On 10 February 2015 the UK tax authority HMRC issued Revenue and Customs Brief 2 (2015) on VAT grouping rules and the Skandia judgment.
Skandia was a US corporation with a branch in Sweden. The branch in Sweden became part of a Swedish VAT group and the Swedish tax authorities treated transactions between the branch and the US parent as taxable transactions. The supplies were taxable because the parent company was outside the VAT group and the branch was within the VAT group, so the supplies were made between two separate persons from a VAT point of view. Skandia disagreed with this treatment and the matter was referred to the European Court of Justice (ECJ).
The ECJ ruled that under the VAT grouping rules in Sweden only the branch located in Sweden could be part of the VAT group. On entering the VAT group the branch had become part of a single taxable person that was different for VAT purposes from the US head office. The provision of information technology services from the head office in the US to the branch in Sweden was therefore a supply made between two different taxable persons and was liable to VAT. The Swedish VAT therefore had to be accounted for by the recipient of the services under the reverse charge mechanism.
UK VAT grouping rules
The UK rules on VAT groups provide that a company must have an establishment in the UK if it is to join a VAT group but if it chooses to become part of the VAT group the whole company is part of that VAT group and not just the establishment in the UK. Consequently services provided by the overseas parent to the UK branch or establishment would not be considered a taxable supply for VAT purposes and would not have VAT consequences.

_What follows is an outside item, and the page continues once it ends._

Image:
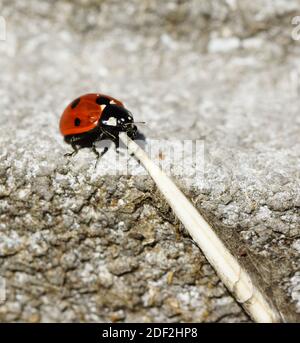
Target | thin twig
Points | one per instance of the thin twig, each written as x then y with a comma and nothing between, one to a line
232,274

Consequences of ECJ Skandia decision for the UK
The VAT grouping rule in the UK is not the same type of VAT grouping rule as that considered by the ECJ in the Skandia decision and HMRC does not consider that any changes to the VAT grouping provisions in the UK are required.
UK companies will however need to be aware of the Skandia decision when doing business in countries that have VAT grouping rules similar to Sweden. Where a Swedish branch of a UK company becomes part of a Swedish VAT group, the transactions between the UK parent and the branch in Sweden will be taxable supplies for VAT purposes. This will be the case whether or not the company in the UK is itself part of a UK VAT group. Businesses may therefore need to account for VAT in these situations.
The VAT consequences would therefore be:
- Services provided by a VAT grouped branch in a country with VAT grouping rules similar to those in Sweden to a UK parent would be treated as supplies made in the UK under the place of supply rules and would be subject to the reverse charge mechanism if they are taxable.
- Services supplied by a UK establishment of an overseas company to an overseas VAT-grouped establishment would be treated as supplies made outside the UK under the place of supply rules. They would be taken into account in computing the input tax credit for the UK establishment. If the supplies were of reverse charge services they would need to be reported on the trader’s European Sales Listing of those supplies.
HMRC is to confirm as soon as possible which other EU member states are operating Swedish type VAT grouping rules and update the guidance with this information. The change in VAT treatment will apply to services performed on or after 1 January 2016. The changes could be applied by a business before that date provided that they are applied consistently for all the services and establishments affected.